Even if Harry were to visit Aberystwyth, let me state clearly here and now that I would have no intention or thought of killing him. Dammit, I was at school with his father! (Whom I once deliberately kicked on the leg, a grave incidence of lèse majesté. Lock me up now!)

Nor do I believe in killing people; not even nasty, dangerous, fanatical people. Jain-like, I try never to tread on insects. I humanely rescue spiders from the bath, assist drowning worms to cross footpaths in the rain; speak kindly to flies. At worst, I would simply ignore the whole thing; I don’t get out much anyway. And although I’m not a Royalist, or anti-Islamic come to that, I actually rather approve of Prince Harry. He seems a good egg.

But if somebody else felt like killing him, with reason, I would understand – provided they did not actually intend to proceed with it. There has been a legitimate cause throughout history the world over for nations to rid themselves of monarchy; although in this instance we have largely done so already, by parliamentary means. I myself have ‘felt like’ killing people from time to time. I have wasted many an idle hour pondering what would be the most entertaining method of dispensing with the man who puts notes on my windscreen telling me I can’t park there… but you can’t say that!

And I would defend their right to share their hateful thoughts, provided they remained just that, thoughts – especially if they share them with the last people on earth who would ever be radicalised by Islamist hate-speech to act injuriously against a member of the Royal family: namely, the staff of one of Her Majesty’s police stations.

Probably the last place anyone going in to express their feelings of homicidal hatred (or justifiable social outrage) would expect to get arrested!

I think the word in this case is ‘duh’. Can we still say ‘duh?’

* To his credit, he did vote against it in an emergency debate, to no avail.
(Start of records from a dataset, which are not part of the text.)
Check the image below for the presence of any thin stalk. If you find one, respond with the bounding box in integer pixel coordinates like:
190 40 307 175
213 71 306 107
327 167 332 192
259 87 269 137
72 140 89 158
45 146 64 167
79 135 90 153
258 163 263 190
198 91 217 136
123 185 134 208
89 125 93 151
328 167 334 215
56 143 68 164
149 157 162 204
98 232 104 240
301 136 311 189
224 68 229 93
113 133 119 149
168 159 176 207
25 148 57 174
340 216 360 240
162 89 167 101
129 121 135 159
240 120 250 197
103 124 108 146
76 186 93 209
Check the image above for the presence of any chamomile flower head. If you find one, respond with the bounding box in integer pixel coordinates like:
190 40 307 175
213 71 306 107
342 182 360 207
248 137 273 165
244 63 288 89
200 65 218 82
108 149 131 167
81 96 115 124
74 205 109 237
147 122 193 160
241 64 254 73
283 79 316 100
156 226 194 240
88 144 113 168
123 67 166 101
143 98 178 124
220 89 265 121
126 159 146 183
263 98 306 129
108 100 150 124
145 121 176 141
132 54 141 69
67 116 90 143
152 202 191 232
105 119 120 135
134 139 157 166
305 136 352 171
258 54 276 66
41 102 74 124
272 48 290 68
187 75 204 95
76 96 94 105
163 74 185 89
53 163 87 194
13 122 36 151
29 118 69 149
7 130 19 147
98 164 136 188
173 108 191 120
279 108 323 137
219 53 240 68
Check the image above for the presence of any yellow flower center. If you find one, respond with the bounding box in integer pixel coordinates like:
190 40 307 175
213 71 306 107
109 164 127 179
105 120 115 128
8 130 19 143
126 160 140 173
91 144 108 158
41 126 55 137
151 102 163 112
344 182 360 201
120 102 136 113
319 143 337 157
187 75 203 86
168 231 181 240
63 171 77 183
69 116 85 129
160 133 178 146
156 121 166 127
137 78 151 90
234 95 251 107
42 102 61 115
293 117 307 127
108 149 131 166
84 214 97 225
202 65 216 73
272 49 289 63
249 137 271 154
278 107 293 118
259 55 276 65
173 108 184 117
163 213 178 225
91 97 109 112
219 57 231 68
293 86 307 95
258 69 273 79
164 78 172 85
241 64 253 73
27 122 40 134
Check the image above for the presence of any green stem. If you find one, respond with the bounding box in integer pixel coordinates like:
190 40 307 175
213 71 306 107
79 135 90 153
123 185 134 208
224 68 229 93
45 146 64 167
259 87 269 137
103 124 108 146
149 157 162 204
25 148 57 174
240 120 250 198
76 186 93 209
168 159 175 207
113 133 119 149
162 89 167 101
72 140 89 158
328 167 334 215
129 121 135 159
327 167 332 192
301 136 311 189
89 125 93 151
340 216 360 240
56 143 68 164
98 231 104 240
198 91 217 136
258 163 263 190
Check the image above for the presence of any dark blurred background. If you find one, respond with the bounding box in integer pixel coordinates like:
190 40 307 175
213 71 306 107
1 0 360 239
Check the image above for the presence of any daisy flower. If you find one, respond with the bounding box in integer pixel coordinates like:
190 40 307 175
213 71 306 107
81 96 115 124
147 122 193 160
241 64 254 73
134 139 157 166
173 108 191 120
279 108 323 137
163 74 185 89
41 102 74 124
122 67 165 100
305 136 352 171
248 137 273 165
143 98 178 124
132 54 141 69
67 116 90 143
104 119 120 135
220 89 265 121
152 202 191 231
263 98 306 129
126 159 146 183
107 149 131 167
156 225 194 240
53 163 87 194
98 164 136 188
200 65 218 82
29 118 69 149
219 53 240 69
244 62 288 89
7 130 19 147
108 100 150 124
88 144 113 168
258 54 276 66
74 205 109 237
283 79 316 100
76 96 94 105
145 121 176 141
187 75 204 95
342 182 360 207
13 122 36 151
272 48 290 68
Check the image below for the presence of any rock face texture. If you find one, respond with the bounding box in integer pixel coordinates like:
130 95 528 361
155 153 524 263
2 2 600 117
**According to today’s The Sun newspaper, the man is a ‘white’ English convert. To prove it, he has shaved his head and grown one of those big fuzzy beards without a moustache, like the character in the film 4 Lions. And to reinforce the point he has changed his name to Ashraf Islam. Apparently, he could get ten years for sharing his murderous thoughts with the police. I had better quickly then redact the bit about the man who puts notes on my windscreen. No, I agree, it’s not funny.

It’s quite sad, actually. It is vital that we have some private corner of our lives still where we can safely vent our frustrations and work through our hangups, without interference from the thought police. Total control leads to utter frustration, with violence the only outlet. History shows us time and again that state repression is self-defeating. Cut us some slack!